Lorek Nordic meatballs in an ever green forest with snow
A comfy cold night dish of Nordic meatballs, mash potato and plenty of carrots and peas in front of the the log fire! This is a dish my Mum use to cook for me and while it bubbles away releasing its fragrance across the house it takes me back. I have named the dish after a character from one of my favourite kids books; the Dark Materials by Philip Pullman – lorek the armoured polar bear from Svalbard. In Sweeden meatballs are made from a mixture of pork and beef. Danes prefer pork and veal. In Norway, there’s more regional variation, but beef is popular. So choose your meet and make your balls!
Makes enough for four grown-ups and 1 little one. Makes 16-20 meatballs.
2 tbsp plain flour
1200ml veggie stock – I use low 1 salt stock cube
500g mince meal (mix or on its own: pork, beef or/and veal)
A handful of fine breadcrumbs
1 onion – ½ grated and ½ whole
3 garlic cloves – 1 crushed 2 whole
3 bay leaves
100 ml white wine
1 tsp ground nutmeg
1 egg beaten
1. Carefully cook flour on a gentle heat continuously stirring until it turns light brown. Then take off heat and put into a large saucepan. Do not try and cook using the pan you just toasted the flour on it will be too hot to use.
2. Pour wine into pan with flour put on gentle heat, stir until semi thick paste forms then pour in stock bit by bit (around 200 ml each time), stirring continuously. A few lumps might form but don't worry these will eventually cook out.

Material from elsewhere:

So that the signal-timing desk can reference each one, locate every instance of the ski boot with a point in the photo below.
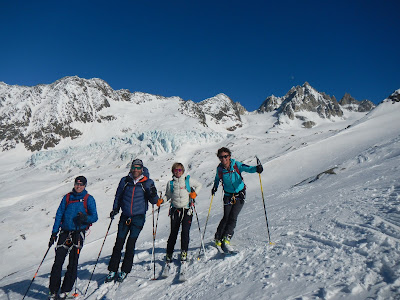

3. Once all stock is in put in ½ whole onion and 2 whole garlic cloves, 5 cloves, and 3 bay leaves. Bring to hard summer then turn down temperature to a gentle simmer.
4. To make the meatballs. Put remaining ingredients in a bowl, mix and roll into small golf ball sized balls.
5. Gently fry the meatballs until brown and sealed in some olive oil. Then pop them in stock mix and simmer with lid semi on for around 1 hour, stiring occasionally. The sauce should thicken up to form a rich flavoursome gravy.
I add ¼ tsp of salt after removing little ones portion. Best served with green veg and mash – we had with mash, peas and carrots, but works with spinach, green beans, water cress, asparagus etc. The meatballs can be frozen, to reheat defrost in fridge over night and reheat in pan. The recipe is perfectly safe for baby despite using wine as the alcohol cooks away.
In Sweden meatballs are made of a mixture of pork and beef.. Danes prefer pork and veal. In Norway, there’s more regional variation, but beef is popular. In Sweden, meatballs are small and in Norway, they’re big.